I know that the following statement can be proved with relative ease:
Let $ K \subset \mathbb{R}^n $ be a compact (closed and bounded) set in real Euclidean space. Assume also that $ K \subset U $ where $ U \subset \mathbb{R}^n $ is an open set. Then the distance from $ K $ to the complement of $ U $ is positive, meaning $ d = \text{inf} \{ \lVert x-y \rVert \ : x\in K ; y \notin U\} > 0 $.

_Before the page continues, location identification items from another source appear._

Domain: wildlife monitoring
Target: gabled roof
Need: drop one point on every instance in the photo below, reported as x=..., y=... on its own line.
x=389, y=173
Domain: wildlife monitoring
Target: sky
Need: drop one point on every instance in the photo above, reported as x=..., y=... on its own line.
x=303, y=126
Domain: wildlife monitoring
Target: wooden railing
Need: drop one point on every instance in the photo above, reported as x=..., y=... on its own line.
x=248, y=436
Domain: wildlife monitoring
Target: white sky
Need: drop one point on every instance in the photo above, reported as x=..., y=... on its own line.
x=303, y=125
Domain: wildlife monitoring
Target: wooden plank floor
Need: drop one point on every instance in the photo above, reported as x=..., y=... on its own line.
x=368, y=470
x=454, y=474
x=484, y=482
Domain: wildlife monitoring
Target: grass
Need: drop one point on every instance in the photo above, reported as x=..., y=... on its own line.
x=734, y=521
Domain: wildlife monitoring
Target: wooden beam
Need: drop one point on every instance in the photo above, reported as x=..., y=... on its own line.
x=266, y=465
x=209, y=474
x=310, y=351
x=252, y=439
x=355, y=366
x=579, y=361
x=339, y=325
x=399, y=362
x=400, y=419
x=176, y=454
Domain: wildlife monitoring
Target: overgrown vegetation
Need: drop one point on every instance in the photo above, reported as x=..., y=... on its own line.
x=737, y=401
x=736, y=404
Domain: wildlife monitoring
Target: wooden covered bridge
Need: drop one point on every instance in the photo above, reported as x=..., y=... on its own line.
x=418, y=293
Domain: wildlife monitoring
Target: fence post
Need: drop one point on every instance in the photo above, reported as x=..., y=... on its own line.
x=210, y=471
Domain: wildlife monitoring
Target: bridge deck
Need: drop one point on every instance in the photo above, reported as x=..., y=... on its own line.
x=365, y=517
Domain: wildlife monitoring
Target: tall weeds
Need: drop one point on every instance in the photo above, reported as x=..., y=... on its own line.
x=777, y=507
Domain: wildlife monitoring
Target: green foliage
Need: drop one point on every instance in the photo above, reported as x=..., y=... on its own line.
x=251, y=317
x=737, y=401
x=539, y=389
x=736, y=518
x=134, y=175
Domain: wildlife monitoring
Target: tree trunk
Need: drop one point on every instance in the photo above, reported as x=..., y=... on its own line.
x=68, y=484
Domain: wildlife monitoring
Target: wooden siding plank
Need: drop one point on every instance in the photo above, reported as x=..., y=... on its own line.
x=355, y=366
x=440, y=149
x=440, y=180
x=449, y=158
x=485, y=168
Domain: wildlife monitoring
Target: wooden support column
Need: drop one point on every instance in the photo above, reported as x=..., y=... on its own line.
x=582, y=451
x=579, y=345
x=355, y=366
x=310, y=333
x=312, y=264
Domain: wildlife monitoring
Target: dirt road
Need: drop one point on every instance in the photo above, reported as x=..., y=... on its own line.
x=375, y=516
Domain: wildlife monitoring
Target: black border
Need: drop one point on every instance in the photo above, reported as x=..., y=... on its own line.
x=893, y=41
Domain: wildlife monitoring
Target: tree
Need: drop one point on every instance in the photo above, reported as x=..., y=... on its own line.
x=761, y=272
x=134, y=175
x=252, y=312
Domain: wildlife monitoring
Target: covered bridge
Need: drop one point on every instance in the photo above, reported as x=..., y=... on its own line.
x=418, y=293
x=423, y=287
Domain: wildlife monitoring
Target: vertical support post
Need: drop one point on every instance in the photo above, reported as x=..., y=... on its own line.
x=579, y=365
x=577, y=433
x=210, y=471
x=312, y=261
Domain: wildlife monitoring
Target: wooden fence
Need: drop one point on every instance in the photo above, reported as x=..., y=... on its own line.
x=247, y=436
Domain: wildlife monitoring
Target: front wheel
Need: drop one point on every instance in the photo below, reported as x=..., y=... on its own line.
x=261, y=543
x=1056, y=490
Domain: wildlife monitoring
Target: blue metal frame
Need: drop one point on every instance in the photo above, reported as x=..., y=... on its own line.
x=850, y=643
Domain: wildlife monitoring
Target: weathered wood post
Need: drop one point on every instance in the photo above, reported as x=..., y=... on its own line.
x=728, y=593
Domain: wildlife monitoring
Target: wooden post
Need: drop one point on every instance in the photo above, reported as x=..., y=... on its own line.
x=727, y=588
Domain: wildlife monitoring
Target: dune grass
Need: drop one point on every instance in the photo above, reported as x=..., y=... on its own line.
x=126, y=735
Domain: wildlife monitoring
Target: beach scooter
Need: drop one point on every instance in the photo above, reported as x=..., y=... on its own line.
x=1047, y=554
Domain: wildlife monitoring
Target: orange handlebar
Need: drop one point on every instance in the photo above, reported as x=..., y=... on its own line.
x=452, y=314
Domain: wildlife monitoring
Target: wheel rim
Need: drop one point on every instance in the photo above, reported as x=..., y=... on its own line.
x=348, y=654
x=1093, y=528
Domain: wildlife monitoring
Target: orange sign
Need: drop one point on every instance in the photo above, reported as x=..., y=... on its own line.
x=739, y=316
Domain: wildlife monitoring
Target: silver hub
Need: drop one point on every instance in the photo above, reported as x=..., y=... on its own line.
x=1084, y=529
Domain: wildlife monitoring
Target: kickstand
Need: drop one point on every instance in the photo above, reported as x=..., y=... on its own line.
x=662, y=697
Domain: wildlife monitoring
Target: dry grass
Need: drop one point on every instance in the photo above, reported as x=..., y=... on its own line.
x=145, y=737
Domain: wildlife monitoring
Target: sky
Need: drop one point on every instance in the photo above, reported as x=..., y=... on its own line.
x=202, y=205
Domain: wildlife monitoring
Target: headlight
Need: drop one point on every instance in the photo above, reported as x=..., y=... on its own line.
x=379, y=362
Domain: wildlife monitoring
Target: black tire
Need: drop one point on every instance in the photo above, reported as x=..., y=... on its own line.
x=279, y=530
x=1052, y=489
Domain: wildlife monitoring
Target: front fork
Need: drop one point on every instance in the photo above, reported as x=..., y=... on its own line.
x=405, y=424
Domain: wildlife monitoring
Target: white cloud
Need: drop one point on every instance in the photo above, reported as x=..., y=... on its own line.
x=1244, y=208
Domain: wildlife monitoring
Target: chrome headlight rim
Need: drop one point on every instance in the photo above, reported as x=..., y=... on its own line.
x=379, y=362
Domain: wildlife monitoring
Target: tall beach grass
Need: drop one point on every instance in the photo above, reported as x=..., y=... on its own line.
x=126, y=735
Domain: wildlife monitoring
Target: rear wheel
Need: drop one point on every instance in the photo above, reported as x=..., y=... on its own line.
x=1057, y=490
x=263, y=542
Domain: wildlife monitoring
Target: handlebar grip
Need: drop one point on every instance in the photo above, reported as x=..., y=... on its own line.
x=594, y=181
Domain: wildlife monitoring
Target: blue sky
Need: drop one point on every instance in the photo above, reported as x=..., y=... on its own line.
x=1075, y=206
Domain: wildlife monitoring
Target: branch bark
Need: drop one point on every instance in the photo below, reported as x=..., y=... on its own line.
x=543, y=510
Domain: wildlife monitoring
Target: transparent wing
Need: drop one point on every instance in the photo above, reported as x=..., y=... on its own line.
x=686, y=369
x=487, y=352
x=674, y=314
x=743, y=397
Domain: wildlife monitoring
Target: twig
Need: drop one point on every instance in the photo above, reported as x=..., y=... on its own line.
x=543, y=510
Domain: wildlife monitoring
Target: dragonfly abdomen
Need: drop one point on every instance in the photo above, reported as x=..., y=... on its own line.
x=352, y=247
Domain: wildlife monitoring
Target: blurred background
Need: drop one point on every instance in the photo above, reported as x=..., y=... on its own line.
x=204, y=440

This is easy to prove using Bolzano-Weierstrass, but I am trying to visualize it: why visually speaking are closedness and boundedness of $ K $ both necessary. I can see why boundedness is necessary as I can come up with an example in $ \mathbb{R}^2 $ where the boundary of an unbounded $ U $ approaches the boundary of the subset $ K $ arbitrarily closely. But visually speaking (using a visual example): what if $ K $ is bounded and open and $ U $ containing it were bounded and open. How can the distance in this case not be strictly positive (how can it be zero)? Can someone please provide a visual example? It seems that all the "nice"/"intuitive" open bounded sets $ K \subset U $ satisfy the conclusion of the statement. Maybe the lemma requirements can be a bit relaxed but I cannot rigorously prove it without $ K $ being compact. Any explanation and visual examples/counterexamples of $ K,U $ open and bounded satisfying the conclusion of the lemma are appreciated.
******** The case of $K=U$ gives zero distance but is trivial. I was hoping for a proper subset $ K \subset U $ where the distance $d$ is zero.
A simple example is $K=(0,1)$ and $U=(0,1)$. If $K$ is not closed, we could e.g. take it equal to $U$ and then there is no room at all between $K$ and $U^\complement$.. Or $K=[0,1)$ and $U=(-2,1)$ as another example: at the "open end" at $x=1$ we also have no distance to the complement of $U$.